Dosimetric Comparison of Treatment Plans Computed With Finite Size Pencil Beam and Monte Carlo Algorithms Using the InCise™ Multileaf Collimator-Equipped Cyberknife® System

Kalpani Nisansala Udeni Galpayage Dona; Charles Shang; Theodora Leventouri

doi:10.4103/jmp.JMP_64_19

Dosimetric Comparison of Treatment Plans Computed With Finite Size Pencil Beam and Monte Carlo Algorithms Using the InCise™ Multileaf Collimator-Equipped Cyberknife^® System

J Med Phys. 2020 Jan-Mar;45(1):7-15. doi: 10.4103/jmp.JMP_64_19. Epub 2020 Mar 13.

Authors

Kalpani Nisansala Udeni Galpayage Dona¹, Charles Shang^{1

2}, Theodora Leventouri¹

Affiliations

¹ Department of Physics, Florida Atlantic University, Boca Raton, Florida, USA.
² South Florida Proton Therapy Institute, Delray Beach, Florida, USA.

Abstract

Purpose: InCise™ multileaf collimator (MLC) was introduced for CyberKnife^® (CK) Robotic Radiosurgery System (CK-MLC) in 2015, and finite size pencil beam (FSPB) was the only available dose computation algorithm for treatment plans of CK-MLC system. The more advanced Monte Carlo (MC) dose calculation algorithm of lnCise™ was initially released in 2017 for the CK Precision™ treatment planning system (TPS) (v1.1) with new graphic processing unit (GPU) platform. GPU based TPS of the CK offers more accurate, faster treatment planning time and intuitive user interface with smart three-dimensional editing tools and fully automated autosegmentation tools. The MC algorithm used in CK TPS simulates the energy deposited by each individual photon and secondary particles to calculate more accurate dose. In the present study, the dose disparities between MC and FSPB algorithms for selected Stereotactic Ablative Radiation Therapy (SABR) CK-MLC treatment plans are quantified.

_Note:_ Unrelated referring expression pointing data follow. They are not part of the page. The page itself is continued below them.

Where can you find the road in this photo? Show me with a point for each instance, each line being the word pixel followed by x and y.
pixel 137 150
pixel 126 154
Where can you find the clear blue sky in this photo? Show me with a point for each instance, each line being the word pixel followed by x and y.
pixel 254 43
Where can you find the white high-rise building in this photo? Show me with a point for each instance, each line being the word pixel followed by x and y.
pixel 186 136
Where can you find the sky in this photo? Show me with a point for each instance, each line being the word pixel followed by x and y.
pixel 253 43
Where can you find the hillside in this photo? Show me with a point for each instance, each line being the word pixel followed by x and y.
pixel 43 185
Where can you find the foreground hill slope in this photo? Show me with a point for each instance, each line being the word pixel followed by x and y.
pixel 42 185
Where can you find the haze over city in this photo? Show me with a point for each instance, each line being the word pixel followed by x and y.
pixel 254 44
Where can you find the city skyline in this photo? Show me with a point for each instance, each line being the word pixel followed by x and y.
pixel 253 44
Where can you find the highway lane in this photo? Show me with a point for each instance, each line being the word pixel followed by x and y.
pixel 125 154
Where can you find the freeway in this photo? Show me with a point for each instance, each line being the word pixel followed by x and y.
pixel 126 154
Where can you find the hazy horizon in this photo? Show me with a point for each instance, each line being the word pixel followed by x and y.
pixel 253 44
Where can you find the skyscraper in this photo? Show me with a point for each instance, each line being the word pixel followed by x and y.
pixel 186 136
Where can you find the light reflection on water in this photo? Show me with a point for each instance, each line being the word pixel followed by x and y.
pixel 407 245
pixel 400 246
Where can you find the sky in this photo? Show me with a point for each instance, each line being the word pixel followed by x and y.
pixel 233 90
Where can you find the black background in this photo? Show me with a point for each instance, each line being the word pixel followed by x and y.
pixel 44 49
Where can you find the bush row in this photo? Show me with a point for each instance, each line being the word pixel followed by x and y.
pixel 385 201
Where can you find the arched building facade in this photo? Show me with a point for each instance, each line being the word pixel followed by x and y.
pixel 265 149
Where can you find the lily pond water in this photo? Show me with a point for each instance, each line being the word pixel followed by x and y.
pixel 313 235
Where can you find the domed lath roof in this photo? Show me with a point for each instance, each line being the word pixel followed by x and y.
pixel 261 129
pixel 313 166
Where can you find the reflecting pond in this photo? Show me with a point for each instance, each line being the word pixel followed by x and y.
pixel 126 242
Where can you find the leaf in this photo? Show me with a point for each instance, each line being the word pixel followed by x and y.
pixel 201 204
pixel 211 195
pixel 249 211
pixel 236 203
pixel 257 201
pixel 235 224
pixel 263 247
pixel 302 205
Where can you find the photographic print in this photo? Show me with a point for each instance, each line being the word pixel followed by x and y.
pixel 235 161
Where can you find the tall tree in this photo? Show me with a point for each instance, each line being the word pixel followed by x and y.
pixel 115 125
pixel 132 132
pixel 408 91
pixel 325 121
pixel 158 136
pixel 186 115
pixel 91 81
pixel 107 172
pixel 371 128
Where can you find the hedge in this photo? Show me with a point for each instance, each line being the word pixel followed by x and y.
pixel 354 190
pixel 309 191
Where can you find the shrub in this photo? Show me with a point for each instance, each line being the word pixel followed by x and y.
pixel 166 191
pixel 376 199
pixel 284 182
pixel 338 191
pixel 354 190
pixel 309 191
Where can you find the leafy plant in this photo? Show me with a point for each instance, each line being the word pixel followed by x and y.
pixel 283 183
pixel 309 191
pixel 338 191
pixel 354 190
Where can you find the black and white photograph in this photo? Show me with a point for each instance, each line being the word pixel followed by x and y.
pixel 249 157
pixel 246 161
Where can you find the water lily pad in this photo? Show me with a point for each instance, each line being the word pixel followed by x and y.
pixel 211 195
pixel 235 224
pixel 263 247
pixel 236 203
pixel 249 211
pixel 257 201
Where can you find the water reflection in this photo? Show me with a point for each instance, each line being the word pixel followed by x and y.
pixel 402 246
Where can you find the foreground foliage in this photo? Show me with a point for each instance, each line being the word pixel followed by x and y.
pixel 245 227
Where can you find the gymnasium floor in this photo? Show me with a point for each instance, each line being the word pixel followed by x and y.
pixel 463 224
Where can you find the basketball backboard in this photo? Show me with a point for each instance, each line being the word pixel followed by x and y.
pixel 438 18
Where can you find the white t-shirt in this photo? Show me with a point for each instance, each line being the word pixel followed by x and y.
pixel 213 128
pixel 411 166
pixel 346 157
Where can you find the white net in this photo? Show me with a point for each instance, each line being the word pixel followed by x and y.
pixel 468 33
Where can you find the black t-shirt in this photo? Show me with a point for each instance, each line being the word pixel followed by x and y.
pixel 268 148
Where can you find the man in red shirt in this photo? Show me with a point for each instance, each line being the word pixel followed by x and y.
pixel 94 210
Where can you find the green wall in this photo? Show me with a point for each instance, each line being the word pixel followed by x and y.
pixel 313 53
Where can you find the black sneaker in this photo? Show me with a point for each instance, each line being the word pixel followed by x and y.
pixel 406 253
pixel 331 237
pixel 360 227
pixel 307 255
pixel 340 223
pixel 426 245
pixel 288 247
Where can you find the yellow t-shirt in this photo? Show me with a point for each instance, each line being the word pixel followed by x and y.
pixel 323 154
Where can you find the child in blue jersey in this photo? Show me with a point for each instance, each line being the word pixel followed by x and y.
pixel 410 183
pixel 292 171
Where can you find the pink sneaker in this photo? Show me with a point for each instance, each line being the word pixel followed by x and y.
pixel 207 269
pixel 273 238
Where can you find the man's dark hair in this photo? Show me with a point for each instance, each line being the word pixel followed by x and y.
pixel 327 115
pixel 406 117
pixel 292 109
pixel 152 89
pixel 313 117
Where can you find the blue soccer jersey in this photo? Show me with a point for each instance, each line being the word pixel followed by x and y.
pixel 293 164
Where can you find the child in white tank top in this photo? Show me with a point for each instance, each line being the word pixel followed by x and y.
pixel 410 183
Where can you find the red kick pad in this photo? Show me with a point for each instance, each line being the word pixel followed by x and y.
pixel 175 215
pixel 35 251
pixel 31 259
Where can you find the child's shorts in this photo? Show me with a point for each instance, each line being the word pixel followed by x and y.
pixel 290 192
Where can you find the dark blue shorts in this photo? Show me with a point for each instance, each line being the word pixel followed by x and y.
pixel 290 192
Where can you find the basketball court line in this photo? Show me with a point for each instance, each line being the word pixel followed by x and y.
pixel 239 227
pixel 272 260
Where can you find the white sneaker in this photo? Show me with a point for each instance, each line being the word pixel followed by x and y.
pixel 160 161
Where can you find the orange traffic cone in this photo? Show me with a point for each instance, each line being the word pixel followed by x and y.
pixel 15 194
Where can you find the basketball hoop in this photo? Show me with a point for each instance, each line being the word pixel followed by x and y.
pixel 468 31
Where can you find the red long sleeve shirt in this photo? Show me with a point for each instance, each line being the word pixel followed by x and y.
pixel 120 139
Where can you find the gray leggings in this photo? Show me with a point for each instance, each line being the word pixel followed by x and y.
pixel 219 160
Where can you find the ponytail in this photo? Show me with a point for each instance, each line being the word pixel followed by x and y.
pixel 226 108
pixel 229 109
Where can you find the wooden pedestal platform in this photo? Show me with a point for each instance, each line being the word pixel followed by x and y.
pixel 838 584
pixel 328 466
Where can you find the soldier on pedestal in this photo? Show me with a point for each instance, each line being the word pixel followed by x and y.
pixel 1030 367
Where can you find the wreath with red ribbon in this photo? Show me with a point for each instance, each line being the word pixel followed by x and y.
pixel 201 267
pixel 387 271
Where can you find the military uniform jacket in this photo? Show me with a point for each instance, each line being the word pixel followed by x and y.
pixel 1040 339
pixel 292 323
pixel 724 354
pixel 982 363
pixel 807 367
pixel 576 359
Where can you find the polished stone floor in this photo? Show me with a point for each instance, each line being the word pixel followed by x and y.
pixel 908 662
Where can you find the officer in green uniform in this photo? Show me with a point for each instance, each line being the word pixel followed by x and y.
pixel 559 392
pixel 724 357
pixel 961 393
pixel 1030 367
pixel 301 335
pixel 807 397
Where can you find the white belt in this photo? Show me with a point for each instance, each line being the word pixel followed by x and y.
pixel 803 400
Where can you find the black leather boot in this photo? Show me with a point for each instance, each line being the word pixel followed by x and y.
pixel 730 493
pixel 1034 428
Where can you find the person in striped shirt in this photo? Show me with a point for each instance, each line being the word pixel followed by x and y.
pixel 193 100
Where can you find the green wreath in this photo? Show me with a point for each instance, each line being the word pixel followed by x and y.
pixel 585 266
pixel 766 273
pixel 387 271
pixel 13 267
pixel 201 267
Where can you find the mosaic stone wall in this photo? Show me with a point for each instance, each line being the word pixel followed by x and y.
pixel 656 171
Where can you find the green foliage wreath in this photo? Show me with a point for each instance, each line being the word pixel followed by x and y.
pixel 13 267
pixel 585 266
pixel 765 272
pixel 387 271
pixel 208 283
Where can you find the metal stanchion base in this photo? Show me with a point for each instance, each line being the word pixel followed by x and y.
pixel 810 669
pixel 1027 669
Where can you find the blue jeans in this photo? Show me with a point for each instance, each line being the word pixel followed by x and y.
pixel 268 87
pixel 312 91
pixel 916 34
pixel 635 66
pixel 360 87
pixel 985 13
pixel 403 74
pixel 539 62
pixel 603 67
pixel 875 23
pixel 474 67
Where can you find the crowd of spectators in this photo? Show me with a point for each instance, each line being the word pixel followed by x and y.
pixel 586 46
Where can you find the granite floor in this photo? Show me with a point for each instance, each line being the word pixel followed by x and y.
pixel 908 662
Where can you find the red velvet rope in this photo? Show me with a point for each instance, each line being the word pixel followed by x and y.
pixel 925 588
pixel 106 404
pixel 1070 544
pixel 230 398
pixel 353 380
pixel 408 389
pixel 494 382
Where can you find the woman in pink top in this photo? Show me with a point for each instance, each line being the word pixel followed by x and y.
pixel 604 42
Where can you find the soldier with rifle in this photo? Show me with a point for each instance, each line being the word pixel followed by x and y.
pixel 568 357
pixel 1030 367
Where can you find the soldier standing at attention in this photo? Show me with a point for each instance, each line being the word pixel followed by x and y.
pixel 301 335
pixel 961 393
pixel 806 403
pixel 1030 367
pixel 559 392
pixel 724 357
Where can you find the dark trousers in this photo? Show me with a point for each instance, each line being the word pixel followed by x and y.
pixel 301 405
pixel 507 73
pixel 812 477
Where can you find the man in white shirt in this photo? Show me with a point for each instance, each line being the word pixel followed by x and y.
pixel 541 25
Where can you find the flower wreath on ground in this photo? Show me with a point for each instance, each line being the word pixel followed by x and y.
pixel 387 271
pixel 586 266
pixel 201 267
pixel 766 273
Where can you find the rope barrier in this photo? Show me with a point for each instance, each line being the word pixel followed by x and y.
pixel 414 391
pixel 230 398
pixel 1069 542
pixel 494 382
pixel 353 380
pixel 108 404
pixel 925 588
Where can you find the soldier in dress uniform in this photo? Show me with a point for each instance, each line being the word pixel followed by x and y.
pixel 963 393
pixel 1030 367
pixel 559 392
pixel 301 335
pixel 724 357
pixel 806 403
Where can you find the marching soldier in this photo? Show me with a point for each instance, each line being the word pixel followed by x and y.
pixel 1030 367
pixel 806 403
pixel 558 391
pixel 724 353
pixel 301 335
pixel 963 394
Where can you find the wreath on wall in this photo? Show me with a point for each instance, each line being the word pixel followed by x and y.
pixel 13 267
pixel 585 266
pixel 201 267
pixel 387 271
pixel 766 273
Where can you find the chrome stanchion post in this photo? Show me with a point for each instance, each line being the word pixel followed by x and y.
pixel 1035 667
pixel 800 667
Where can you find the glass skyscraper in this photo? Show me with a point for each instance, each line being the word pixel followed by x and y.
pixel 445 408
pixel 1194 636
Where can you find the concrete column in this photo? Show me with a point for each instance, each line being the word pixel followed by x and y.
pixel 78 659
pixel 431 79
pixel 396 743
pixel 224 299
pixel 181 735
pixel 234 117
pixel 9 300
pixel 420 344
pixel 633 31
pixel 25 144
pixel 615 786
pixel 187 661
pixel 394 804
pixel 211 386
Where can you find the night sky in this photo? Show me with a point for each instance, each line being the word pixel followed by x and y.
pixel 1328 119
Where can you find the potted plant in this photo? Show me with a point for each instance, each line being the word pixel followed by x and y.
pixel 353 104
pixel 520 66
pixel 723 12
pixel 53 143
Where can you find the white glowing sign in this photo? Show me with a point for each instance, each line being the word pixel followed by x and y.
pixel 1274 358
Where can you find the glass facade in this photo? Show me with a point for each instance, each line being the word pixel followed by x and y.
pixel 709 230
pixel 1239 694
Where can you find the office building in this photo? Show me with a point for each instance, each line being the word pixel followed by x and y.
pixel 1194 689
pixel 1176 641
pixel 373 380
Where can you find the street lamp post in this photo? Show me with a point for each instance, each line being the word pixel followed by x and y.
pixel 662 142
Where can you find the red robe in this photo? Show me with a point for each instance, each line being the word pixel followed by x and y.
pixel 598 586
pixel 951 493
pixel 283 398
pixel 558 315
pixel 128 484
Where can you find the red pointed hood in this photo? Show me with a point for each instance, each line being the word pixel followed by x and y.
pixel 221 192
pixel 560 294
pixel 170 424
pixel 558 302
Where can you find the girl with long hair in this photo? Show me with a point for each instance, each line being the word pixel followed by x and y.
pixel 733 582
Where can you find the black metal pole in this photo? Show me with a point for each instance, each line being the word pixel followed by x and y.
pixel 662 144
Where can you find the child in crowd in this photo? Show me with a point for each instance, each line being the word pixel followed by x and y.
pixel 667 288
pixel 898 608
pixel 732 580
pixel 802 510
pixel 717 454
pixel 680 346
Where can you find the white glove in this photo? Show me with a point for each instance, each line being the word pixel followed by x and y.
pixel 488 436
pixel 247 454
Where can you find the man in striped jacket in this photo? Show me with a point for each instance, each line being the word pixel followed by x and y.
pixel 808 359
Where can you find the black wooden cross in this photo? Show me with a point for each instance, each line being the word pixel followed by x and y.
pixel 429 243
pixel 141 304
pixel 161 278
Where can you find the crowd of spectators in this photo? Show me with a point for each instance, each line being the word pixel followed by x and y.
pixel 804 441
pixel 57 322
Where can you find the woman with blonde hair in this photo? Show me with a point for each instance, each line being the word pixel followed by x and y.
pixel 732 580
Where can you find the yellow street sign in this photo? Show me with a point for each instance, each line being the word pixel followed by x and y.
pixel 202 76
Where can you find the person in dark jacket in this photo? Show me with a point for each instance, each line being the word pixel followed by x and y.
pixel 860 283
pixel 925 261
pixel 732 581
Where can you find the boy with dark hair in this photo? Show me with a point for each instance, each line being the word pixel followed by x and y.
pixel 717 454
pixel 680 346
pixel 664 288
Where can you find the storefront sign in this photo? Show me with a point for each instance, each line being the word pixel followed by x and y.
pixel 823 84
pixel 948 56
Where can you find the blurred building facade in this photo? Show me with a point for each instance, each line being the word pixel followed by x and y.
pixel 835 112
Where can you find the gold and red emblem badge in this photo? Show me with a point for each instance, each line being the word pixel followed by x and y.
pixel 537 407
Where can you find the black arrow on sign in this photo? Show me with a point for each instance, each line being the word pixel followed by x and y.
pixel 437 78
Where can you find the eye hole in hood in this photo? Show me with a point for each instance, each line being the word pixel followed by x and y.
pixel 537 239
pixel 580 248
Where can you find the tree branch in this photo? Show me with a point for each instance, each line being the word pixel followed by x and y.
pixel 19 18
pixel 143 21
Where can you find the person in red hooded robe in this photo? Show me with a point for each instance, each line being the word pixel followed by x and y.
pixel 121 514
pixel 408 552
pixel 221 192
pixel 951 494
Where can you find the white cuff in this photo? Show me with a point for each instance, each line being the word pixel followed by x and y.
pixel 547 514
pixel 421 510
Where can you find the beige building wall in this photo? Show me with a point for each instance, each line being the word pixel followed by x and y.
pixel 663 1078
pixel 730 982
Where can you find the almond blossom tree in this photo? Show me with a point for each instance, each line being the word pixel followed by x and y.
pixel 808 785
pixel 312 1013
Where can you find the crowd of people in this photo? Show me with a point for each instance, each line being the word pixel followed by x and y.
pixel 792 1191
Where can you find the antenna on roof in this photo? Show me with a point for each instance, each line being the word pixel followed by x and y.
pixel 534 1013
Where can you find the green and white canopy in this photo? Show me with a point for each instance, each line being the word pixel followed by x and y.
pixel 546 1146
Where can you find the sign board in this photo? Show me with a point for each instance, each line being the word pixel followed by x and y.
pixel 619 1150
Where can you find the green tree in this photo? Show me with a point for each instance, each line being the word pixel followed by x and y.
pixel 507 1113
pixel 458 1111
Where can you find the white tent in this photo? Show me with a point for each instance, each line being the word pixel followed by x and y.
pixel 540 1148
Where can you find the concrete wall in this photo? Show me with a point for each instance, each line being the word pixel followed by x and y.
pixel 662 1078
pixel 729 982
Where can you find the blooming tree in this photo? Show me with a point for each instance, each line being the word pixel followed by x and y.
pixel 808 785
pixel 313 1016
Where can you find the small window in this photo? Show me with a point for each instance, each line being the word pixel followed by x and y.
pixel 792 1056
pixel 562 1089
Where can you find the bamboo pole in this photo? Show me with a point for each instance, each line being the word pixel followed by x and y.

Materials and methods: A total of 80 CK-MLC SABR plans computed with FSPB were retrospectively reviewed and compared with MC computed results, including plans for detached lung cancer (or tumors fully surrounded by lung tissues, n = 21), nondetached lung cancer (or tumor touched the chest wall or mediastinum, n = 23), intracranial (n = 21), and pancreas lesions (n = 15). Dosimetric parameters of each planning target volume and major organs at risk (OAR) are compared in terms of normalized percentage deviations (N _dev).

Results: This study revealed an average of 24.4% overestimated D₉₅ values in plans using FSPB over MC for detached lung (n = 21) and 14.9% for nondetached lung (n = 23) lesions. No significant dose differences are found in intracranial (0.3%, n = 21) and pancreatic (0.9%, n = 15) cases. Furthermore, no significant differences were found in N_dev of OARs.

Conclusion: In this study, it was found that FSPB overestimates dose to inhomogeneous treatment sites. This indicates, the employment of MC algorithm in CK-MLC-based lung SABR treatment plans is strongly suggested.

Keywords: Conformity Index; CyberKnife; Monte Carlo; finite size pencil beam; homogeneity index; stereotactic ablative radiation therapy; tissue heterogeneity.